I left counseling this week feeling challenged and changed in a fundamental way, which is to say I did a complete 180 compared to my first session (spent sobbing into a box of tissues while recounting the last four years of my tumultuous relationship). At the end of that first session, my counselor said, “Get angry! Stop blaming yourself! You have every right to feel the way you do and until you understand what prevents you from expressing that anger, you’ll be stuck in a place characterized by complacency and victimization.” When I left that first session, I felt deflated and beaten up. It didn’t make me feel better. It actually made me feel worse.
One of my main goals in counseling is to understand and change my behavior so I don’t carry those mistakes into future relationships. Knowing this, my counselor gave me a few books to read and asked me to highlight passages that stuck out to me, especially where I recognized my own behavior patterns. Books in hand, I did exactly as she asked. I devoured every word.
The book that struck me the most was about training animals, called Don’t Shoot the Dog. It had nothing to do with relationships per se but the underlying theory of training animals to respond in specific ways has implications for human behavior (after all, we are animals too). The basic idea is that without understanding and knowing how behavior is shaped, you can’t actually change the way an animal responds.
There is one chapter in particular where I saw my relationship from beginning to end and which provided a possible explanation for all the “why” questions I so often ask. In this chapter, the author talks about the powerful effect of using invariable schedules to train animals. The premise is that the rarer and more unpredictable the reinforcer (or reward), the harder the animal works for it and the more likely you’ll get the desired response. Basically, if you never know exactly when you’ll get your reward, you’ll do exactly as the trainer wants every single time just in the hopes of getting it. I practically highlighted this whole chapter, making lots of side comments in the margins. All of a sudden, I realized I was the dog in my relationship and had unknowingly been conditioned to respond to one reinforcer in particular: affection.
Here’s how it played out:
- A charming, fun, sexy guy and I have really great moments. There is lots of love and affection. I’m in my happy place.
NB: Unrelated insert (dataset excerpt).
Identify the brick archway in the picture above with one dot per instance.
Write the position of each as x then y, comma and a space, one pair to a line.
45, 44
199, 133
- Something happens. I get upset. I voice being upset and the blame is projected on to me. Affection is withheld.
- I accept blame. I apologize in an attempt to smooth things over. Affection is given and I feel loved again.
- Over time, those moments of love and affection become increasingly rare and more unpredictable (probably because other problems start to creep up and I keep getting upset). But I know he has it in him somewhere because I’ve seen it.
- The rarer and more unpredictable those moments, the more I pursue or work to make them happen. I want to be loved after all!
- The more I pursue, the more he emotionally distances himself.
- I do whatever I can to feel love and affection again. Nothing seems to be working so I leave.
- Affection magically appears either to get me to stay or to get me to come back (if withholding hasn’t gotten me to come back on my own). For a few days it’s all rainbows and unicorns.
- Repeat. Repeat. Repeat.
- For nearly four years.
I understand now this is what emotional abuse looks like. I couldn’t see it before because all I wanted was to be loved. I see it clearly now and it is fucking scary. My desire to be loved in return was used against me as a form of manipulation and control. I cannot convey how much recognizing this ignites a fire deep within me but for the first time in years, I actually feel the shackles to this person give way. I see the pattern. I see my part in it. And now I have the freedom to quietly walk away from it all. I can stop obsessing and start expressing the anger I have felt for years (justifiably) instead of bottling it up inside.
This is the heavy shit I’m working through. After my life was turned upside down in June, I couldn’t get angry at all. I was just sad. But coming to this particular realization about my own behavior (all on my own) has only fueled my desire to learn more, to understand, and to change. When I talked about this with my counselor she reminded me that the way other people behave with us has something to do with the way we behave with them. She pointed out that I can’t change who he is or the cruel way in which he treated me at the end, but I can look at it as an opportunity to learn, to change, to grow more fully into my own self.